= Pijush Kanti Mukherjee =

Pijush Kanti Mukherjee was an Indian politician and trade unionist. He won a seat in the West Bengal Legislative Assembly in the first six consecutive elections held after Independence. He was the Deputy Speaker of the West Bengal Legislative Assembly in 1971.

==Legislator and trade unionist==
Around time of merger of the Cooch Behar State with the Dominion of India, Mukherjee was a leading figure in Alipurduar in the movement for a merger of Cooch Behar State into West Bengal.

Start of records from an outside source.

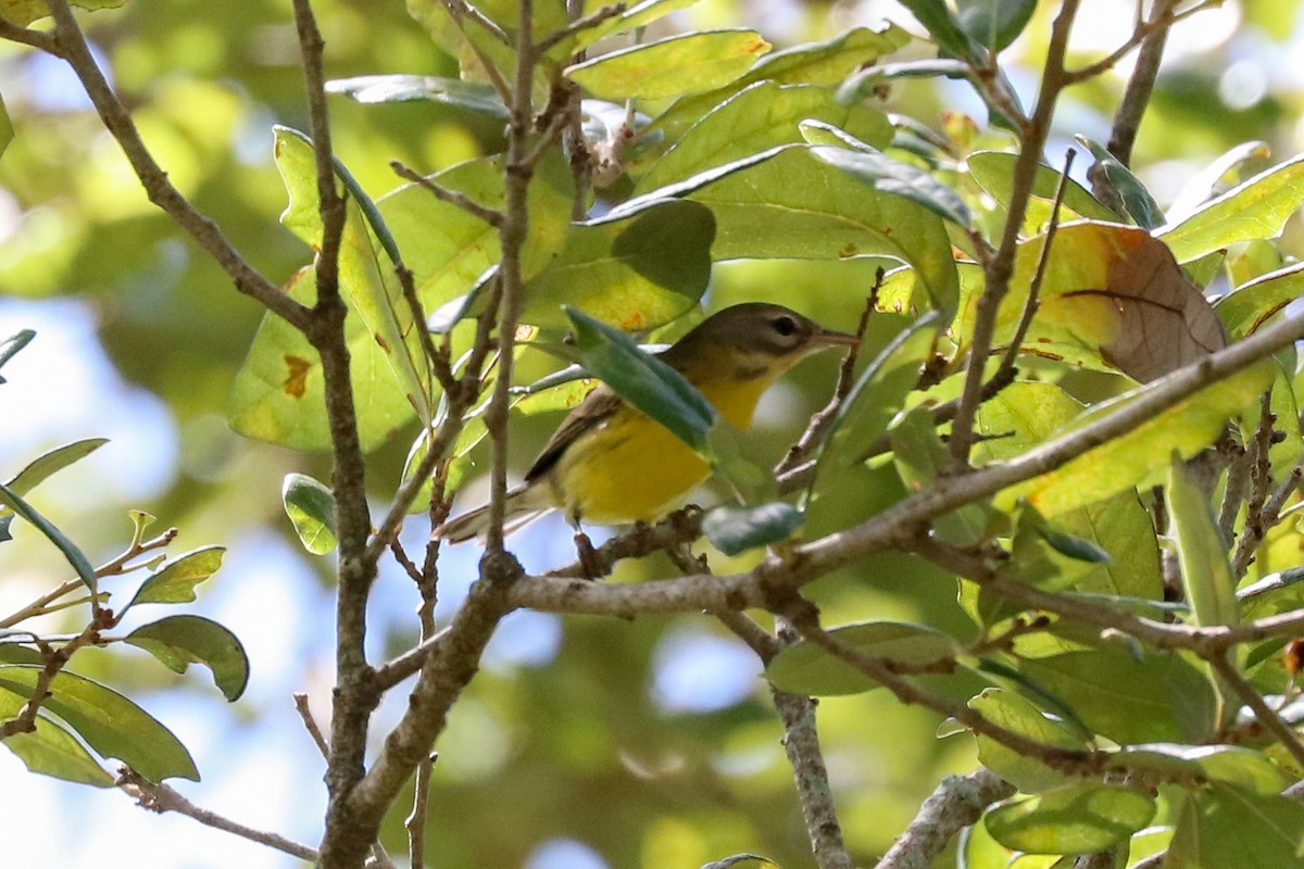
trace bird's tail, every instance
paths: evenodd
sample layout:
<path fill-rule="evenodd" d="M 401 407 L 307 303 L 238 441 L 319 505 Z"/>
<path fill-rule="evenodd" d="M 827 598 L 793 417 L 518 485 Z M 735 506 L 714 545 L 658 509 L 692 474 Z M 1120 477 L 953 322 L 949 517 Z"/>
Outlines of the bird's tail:
<path fill-rule="evenodd" d="M 507 492 L 502 528 L 505 535 L 524 528 L 553 508 L 553 504 L 540 498 L 544 489 L 526 485 Z M 482 504 L 443 522 L 434 529 L 430 537 L 447 541 L 449 543 L 462 543 L 472 538 L 484 539 L 488 533 L 489 504 Z"/>

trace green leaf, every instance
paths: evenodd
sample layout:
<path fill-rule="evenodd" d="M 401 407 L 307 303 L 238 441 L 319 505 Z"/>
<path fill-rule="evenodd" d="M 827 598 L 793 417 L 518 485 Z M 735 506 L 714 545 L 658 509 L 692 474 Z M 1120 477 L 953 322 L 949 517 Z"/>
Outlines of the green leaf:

He was elected to the West Bengal Legislative Assembly as an Indian National Congress candidate from the Alipurduars constituency in the 1952, 1957 and 1962 elections. He was a member of the General Council of the Indian National Trade Union Congress (INTUC).

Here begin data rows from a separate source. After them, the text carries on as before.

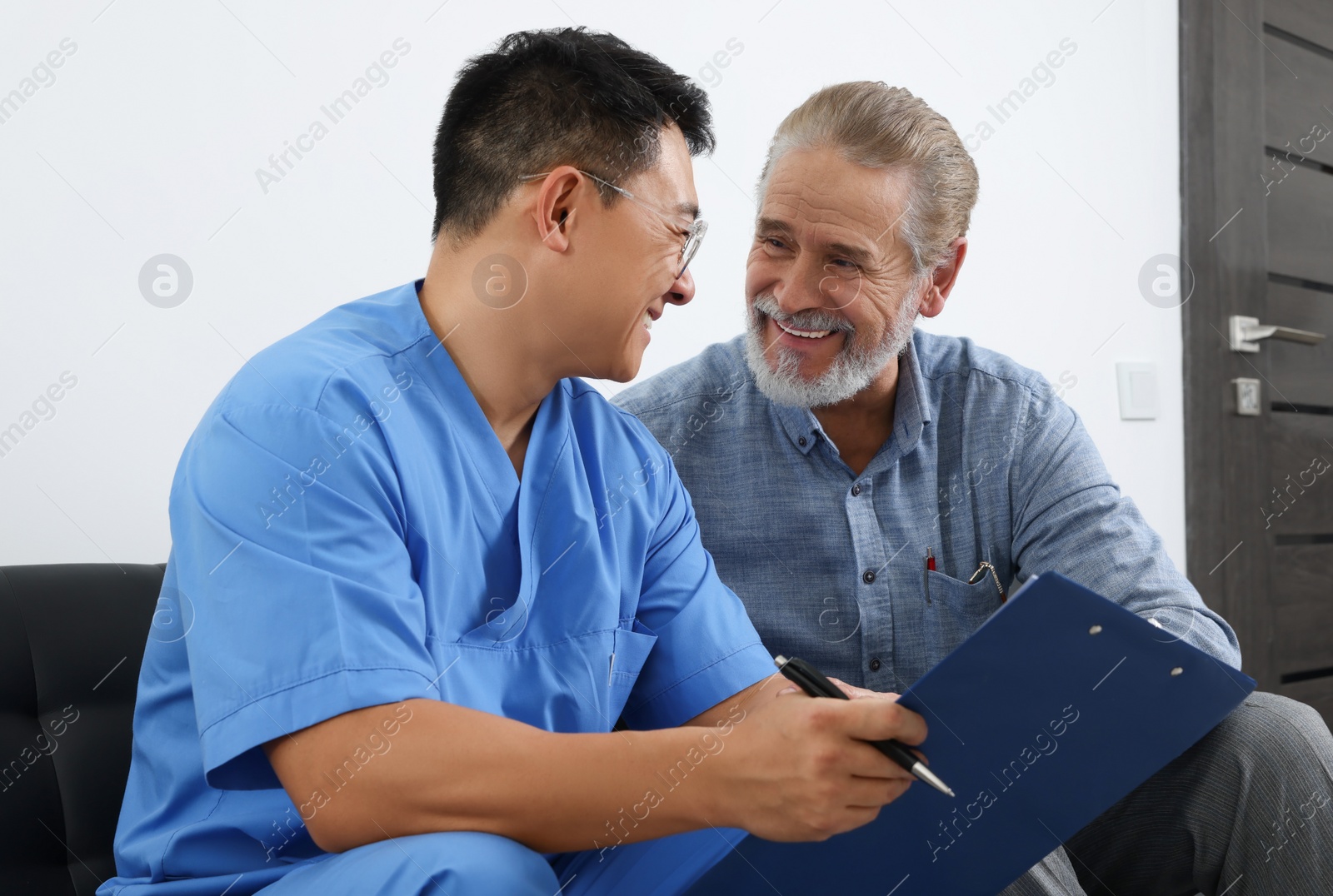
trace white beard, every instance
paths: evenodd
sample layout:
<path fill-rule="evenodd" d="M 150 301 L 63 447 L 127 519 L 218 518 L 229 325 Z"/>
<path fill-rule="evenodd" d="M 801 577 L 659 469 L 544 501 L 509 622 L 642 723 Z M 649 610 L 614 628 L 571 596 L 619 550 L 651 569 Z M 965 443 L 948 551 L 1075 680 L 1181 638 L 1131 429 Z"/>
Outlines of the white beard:
<path fill-rule="evenodd" d="M 754 385 L 770 401 L 797 408 L 821 408 L 846 401 L 874 381 L 885 364 L 901 355 L 912 341 L 912 329 L 918 313 L 917 285 L 913 280 L 897 316 L 889 321 L 889 328 L 877 345 L 861 345 L 854 328 L 845 319 L 822 311 L 806 311 L 789 317 L 778 309 L 772 293 L 760 293 L 745 313 L 745 363 L 749 365 L 750 376 L 754 377 Z M 765 317 L 802 329 L 841 331 L 845 333 L 842 348 L 829 369 L 814 379 L 805 379 L 800 371 L 800 352 L 776 345 L 777 369 L 773 369 L 764 356 Z"/>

He was elected to the West Bengal Legislative Assembly from the Kumargram constituency in the 1967, 1969 and 1971 elections. When the Indian National Congress underwent a split in 1969, Mukherjee sided with the Requisitionists led by Indira Gandhi. The INC(R) president C. Subramaniam declared the West Bengal Pradesh Congress Committee suspended and set up a three-man committee consisting of K.K. Shukla , Pijush Mukherjee and Abdus Sattar to lead the party in West Bengal.

==Deputy Speaker==
On May 3, 1971, following the 1971 election, Mukherjee was elected Deputy Speaker of the West Bengal Legislative Assembly. He obtained 142 votes, against 130 votes for Mohammed Elias Razi of the Workers Party of India. Mukherjee remained in the post as Deputy Speaker until June 25, 1971.

==Later years==
He contested the Alipurduars seat in the 1977 West Bengal Legislative Assembly election, but this time as the Janata Party candidate. He finished in third place with 8,808 votes (15.56%).

Mukherjee died in 1998.

==See also==
- Pijushkanti Mukherjee Mahavidyalaya, a degree college in Sonapur, Alipurduar district.